I recently discovered an obvious category I can cut out of my monthly nut: My newspaper subscriptions.

Why should I pay for any newspaper I can read entirely online for free? I'm already paying the phone company for high-speed internet, which enables me to read everything online in the first place. This is like paying twice.
For example: the Los Angeles Times charges $2.80 a week for a six-month subscription, and yet it's all there online (and sadly, the once mighty-LA Times is fast becoming a shrug-and-miss.) If I don't bother with a paper subscription anymore, I no longer have to wonder about mysteriously missing papers. No more being charged for three years of subscription fees in advance (as happened to my neighbor), no more lugging out heavy recycling bins full of a paper I never even got to.

I say this without glee. I have two journalism degrees, and grew up reading three papers, the morning LA Times the afternoon Herald Examiner, and the Torrance Daily Breeze. I believe in newspapers. And yet, in the last several years I found myself getting all of my news online, and never even bothering to open the wet plastic bag my paper arrived in (when it arrived at all). Indeed, in the internet age, it's just plain silly to wait for yesterday's news tomorrow.

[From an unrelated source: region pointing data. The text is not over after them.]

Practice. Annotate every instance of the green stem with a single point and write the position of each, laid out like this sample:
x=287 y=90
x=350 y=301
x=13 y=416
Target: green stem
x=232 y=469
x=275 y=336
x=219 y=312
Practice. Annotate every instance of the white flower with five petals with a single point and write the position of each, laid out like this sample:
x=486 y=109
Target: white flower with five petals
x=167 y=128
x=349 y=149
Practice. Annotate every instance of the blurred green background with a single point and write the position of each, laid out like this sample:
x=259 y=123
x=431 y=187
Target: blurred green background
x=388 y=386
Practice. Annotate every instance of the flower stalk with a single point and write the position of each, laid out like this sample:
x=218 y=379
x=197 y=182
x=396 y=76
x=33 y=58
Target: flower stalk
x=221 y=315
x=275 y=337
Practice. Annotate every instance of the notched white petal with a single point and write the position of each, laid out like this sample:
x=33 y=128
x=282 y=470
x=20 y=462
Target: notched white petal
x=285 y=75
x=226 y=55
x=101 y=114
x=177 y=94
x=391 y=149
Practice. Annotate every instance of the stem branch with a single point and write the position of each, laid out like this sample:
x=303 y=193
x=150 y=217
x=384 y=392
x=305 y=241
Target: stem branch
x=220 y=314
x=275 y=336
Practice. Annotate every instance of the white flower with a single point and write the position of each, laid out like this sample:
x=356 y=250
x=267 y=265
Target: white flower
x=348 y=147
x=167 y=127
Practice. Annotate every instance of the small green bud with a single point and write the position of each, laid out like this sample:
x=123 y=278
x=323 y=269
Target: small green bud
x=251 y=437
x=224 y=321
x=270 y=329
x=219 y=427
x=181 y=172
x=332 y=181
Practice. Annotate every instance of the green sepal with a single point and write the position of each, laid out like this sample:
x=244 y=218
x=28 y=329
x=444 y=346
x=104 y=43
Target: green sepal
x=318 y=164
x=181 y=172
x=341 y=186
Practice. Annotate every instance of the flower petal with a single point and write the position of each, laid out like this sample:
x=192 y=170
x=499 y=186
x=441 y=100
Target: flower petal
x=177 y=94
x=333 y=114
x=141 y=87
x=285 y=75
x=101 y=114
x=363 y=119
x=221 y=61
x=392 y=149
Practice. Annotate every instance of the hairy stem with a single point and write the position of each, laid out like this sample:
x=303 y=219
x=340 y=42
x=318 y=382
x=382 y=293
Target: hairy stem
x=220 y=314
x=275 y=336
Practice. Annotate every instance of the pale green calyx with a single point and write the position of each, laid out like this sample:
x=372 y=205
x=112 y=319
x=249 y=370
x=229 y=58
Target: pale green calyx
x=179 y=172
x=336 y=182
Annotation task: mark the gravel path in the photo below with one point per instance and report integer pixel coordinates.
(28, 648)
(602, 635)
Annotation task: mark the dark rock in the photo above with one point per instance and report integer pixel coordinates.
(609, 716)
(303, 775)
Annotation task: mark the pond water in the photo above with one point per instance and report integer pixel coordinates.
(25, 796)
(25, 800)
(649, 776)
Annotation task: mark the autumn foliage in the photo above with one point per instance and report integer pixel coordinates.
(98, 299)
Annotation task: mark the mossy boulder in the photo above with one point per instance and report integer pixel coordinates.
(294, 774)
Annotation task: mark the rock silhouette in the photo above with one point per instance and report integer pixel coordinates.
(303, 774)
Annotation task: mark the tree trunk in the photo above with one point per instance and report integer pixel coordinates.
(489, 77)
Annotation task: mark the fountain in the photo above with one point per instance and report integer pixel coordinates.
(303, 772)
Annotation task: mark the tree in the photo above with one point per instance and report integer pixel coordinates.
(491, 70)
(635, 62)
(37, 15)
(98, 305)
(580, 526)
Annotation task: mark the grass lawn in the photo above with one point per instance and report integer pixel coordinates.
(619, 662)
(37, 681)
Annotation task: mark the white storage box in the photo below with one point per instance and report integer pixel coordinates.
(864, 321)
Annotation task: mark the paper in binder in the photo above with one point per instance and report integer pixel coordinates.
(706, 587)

When the New York Times decided last year to open itself up to free online readership, my relationship with my newspaper changed for good. Now I can get all the news I need, from the Paper of Record, free, any time of day or night. Certain premium content is still made available only to subscribers, but not the main news. If Robert Murdoch would ever make up his mind about opening the online Wall Street Journal to free readership, I'd have it made, even though I subscribe to the WSJ online for work and so can write off the expense.

Truth be told, most any content can eventually be found for free online these days. If people are talking about it, it's on someone's blog. If a particularly compelling piece shows up behind the subscription firewall of the WSJ, it's out on the financial blogs within the hour. The same goes for any insightful commentary by a Times Op-ed writer. Patience will ultimately pay off for you.

So the writing then, is on the wall. Even for die-hard ink-stained wretches like myself, the newspaper era is over. And I'm not even bringing up the carbon footprint issue.

By canceling my subscriptions, I can also save for my twice a month splurge of spending $5 for the Sunday New York Times print edition, just for the pleasure of spending all day laying around drinking coffee and reading the Wedding section and Book Review. I want to save cash, sure. But that's a guilty I'm not prepared to give up. Yet.